Apuró la copa y se sirvió otra ración. Decidí interrogarle antes de que se emborrachara.

—¿Cómo le relacionaron conmigo?

—Puri se acordaba de haberle visto el otro día.

—¿Qué le preguntaron?

—Si le conocía.

—¿Y usted qué dijo?

—Que no, que sólo le había visto esa mañana y que no sabía su nombre.

—Entonces, ¿por qué está tan asustado?

—Creo que sospechan de mí —dijo lastimeramente. Y agregó—: Querían saber por qué no estaba allí en el momento del atraco.

—Eso fue una estupidez por su parte —le eché en cara—. Sí, ¿por qué se fue?

—Estaba muy nervioso —respondió.

Ricardo y sus malditos nervios.

—¿Qué explicación les dio?

—Les dije que quería probar un coche que acababan de traer del taller. —Hizo una pausa para luego acabar diciendo en pleno abatimiento—: No creo que se lo creyeran.

—¿Por qué no? Parece una buena explicación.

—Los vendedores no acostumbramos a probar los coches. Eso lo hace la gente del taller. Nosotros sólo salimos cuando un cliente quiere ver el coche en funcionamiento.

No las tenía todas conmigo cuando le pregunté:

—Imagino que no les daría ningún dato sobre mí, ¿no?

Sacudió violentamente la cabeza y siguió con lo suyo:

—Están convencidos de que alguien del interior dio el soplo al atracador y sospechan de mí. Estoy seguro de que sospechan de mí.

Su punitiva autocompasión me ponía enfermo, así que le dije iniciando la retirada:

—No se preocupe. Verá como todo sale bien.

Echó en saco roto mis palabras y continuó preocupándose. Si he de ser sincero yo también estaba alarmado por el giro que estaban tomando los acontecimientos.

—¿Cuándo va a devolverme las cintas? —me preguntó cuando me disponía a salir.

—Ya se lo dije el otro día.

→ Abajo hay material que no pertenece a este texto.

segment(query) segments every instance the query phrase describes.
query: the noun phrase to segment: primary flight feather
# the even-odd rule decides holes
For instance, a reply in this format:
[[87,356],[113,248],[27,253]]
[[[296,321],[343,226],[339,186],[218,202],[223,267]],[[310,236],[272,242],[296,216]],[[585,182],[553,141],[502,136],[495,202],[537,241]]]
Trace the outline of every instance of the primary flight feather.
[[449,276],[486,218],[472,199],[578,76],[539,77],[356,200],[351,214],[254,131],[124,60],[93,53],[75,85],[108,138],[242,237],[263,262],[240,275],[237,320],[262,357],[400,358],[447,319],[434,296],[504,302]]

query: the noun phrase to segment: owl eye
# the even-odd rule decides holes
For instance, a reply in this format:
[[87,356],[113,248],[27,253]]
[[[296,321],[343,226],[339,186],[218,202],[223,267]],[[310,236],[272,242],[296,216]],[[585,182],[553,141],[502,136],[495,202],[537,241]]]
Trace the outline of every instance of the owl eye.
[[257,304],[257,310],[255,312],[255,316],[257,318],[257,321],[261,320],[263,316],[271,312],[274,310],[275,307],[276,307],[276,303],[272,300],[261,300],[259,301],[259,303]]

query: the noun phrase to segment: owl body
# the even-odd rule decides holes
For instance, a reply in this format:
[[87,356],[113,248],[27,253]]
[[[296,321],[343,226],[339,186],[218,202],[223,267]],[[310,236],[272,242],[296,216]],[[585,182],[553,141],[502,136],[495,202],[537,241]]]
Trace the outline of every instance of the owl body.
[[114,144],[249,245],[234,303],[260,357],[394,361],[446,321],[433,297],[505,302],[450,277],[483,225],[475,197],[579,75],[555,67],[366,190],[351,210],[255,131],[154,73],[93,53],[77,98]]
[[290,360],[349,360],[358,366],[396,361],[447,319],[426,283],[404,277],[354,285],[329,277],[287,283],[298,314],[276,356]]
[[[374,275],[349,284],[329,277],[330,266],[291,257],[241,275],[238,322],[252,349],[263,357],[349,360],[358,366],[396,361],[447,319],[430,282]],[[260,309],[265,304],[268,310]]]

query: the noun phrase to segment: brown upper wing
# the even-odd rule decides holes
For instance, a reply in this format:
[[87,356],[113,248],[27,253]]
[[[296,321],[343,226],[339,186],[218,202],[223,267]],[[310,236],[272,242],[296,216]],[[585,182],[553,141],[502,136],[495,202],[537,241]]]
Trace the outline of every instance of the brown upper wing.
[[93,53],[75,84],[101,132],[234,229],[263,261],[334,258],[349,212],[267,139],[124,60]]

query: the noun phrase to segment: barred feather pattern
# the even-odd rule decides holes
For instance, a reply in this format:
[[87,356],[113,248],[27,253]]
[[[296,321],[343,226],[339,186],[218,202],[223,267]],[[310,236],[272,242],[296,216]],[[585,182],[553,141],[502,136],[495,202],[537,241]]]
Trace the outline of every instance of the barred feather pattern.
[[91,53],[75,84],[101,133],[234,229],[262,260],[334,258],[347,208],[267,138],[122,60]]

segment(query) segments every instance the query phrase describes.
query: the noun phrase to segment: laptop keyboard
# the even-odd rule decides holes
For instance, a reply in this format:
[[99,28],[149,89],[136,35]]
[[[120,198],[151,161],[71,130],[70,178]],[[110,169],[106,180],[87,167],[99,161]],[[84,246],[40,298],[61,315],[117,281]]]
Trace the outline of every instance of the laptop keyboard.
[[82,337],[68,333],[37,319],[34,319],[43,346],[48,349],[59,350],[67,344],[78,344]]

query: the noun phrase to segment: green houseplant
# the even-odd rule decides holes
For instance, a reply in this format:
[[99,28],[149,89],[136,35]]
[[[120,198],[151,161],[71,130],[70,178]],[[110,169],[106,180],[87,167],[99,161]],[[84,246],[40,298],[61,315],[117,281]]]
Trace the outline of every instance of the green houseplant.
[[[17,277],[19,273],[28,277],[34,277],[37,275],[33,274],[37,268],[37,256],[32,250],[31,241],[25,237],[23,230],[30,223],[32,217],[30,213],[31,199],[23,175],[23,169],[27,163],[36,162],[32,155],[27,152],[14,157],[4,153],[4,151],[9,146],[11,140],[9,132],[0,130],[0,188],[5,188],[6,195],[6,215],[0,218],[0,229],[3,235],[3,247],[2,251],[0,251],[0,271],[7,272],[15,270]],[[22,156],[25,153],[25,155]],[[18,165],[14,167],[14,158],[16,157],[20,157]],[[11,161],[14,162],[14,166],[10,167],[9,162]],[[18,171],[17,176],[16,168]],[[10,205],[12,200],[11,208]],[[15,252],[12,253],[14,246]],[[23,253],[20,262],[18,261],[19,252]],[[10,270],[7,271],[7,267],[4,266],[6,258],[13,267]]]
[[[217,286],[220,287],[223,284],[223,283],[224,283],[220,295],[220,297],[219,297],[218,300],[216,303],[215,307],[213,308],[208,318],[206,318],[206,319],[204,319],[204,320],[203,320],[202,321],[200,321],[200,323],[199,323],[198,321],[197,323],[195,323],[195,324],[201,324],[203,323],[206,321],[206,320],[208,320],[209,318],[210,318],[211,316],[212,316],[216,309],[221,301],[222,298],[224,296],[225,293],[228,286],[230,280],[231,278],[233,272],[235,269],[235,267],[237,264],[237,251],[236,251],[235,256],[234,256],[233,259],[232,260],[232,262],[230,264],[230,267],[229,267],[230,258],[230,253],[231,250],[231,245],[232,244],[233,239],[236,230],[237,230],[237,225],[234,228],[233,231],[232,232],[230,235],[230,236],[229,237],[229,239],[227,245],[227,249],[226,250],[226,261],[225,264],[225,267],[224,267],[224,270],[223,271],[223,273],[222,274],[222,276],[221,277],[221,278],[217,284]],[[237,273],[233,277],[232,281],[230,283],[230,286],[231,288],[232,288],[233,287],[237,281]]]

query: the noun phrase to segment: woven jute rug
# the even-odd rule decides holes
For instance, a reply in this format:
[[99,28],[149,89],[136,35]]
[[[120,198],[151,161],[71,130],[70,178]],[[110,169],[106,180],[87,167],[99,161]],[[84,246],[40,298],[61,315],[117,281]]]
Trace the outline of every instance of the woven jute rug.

Cuando todo esto haya terminado.

Su preocupación se acentuó, pero eso a mí me traía sin cuidado. Las cintas eran la única arma de que disponía para tenerle cogido en mis manos.

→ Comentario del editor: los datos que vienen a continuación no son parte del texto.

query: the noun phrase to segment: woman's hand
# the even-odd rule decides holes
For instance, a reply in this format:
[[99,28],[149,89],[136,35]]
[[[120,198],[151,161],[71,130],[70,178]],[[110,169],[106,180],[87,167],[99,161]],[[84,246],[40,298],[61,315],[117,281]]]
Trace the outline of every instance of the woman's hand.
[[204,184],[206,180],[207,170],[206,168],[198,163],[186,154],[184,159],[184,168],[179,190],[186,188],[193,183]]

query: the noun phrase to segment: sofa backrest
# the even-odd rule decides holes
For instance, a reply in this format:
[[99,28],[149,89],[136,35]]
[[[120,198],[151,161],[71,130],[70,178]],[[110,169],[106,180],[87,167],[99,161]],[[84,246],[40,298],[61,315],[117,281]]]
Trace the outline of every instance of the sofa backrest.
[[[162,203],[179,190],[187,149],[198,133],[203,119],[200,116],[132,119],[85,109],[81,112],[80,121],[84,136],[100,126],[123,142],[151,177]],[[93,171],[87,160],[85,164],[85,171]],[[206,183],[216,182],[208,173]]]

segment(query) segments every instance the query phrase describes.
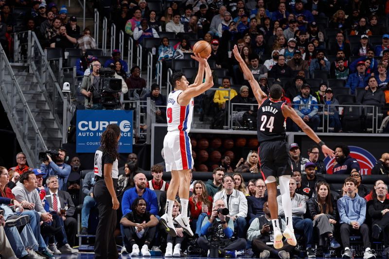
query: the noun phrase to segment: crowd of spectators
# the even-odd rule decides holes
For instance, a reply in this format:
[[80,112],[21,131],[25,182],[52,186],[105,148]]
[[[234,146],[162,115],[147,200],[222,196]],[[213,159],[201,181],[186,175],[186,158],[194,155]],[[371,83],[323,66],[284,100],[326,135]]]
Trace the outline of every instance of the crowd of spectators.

Julia había abandonado la cama y cuando volví a casa estaba en el salón viendo una telenovela, una estupidez que se desarrollaba en la corte de Versalles y que ella seguía con reconcentrada atención. Sin dejar de mirar ni por un momento el cartón piedra de los decorados y la estulta interpretación de los individuos con peluca que naufragaban en la pantalla, abrió la boca para hablar.

—Decías que no ibas a tardar…

Me senté en un sillón y no le repliqué. Tenía otras cosas en qué pensar. Especialmente había una que no dejaba de darme vueltas en la cabeza: no era del todo cierto que yo tuviera en mis manos a Ricardo; mucho más exacto era afirmar que yo estaba en las suyas.

Y estar a merced de unas manos tan nerviosas, impresionables y sensibleras como ésas era todo menos tranquilizador. Tenía que hacer algo, y pronto, para salir de ellas. El problema era justamente ése: ¿Qué hacer?